Human Whole Genome Sequencing

Introduction to Human Whole Genome Sequencing

Human whole genome sequencing (hWGS) enables researchers to describe the full genetic composition of individuals and characterize entire human genomes. It allows the identification of genomic variation information, including single-nucleotide polymorphisms (SNPs), insertions and deletions (InDels), structural variations (SVs), and copy number variations (CNVs) in a single and cost-efficient assay.

With extensive experience and well-developed bioinformatics know-how, Novogene delivers high-quality data, publication-ready analysis figures, and personalized results to meet different research objectives and customer needs. Novogene offers ultra-fast turnaround time, even for large projects: equipped with numerous Illumina NovaSeq X Plus /NovaSeq6000 platforms, Oxford Nanopore PromethION and PacBio Revio/Sequel II system.

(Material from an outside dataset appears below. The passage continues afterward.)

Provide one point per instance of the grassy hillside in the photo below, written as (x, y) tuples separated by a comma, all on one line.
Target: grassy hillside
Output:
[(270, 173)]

Novogene is capable of sequencing up to 200,000 human genomes per year at a competitive cost. Novogene hWGS service can provide data across a broad range of applications, including studies on genetic diseases, cancers, pathogenesis mechanisms, or population genetics. Multiple DNA sequencing technologies available at Novogene can identify the highly polymorphic and highly repetitive regions within the genome of interest, thereby providing a complete and accurate human genome characterization ^[1].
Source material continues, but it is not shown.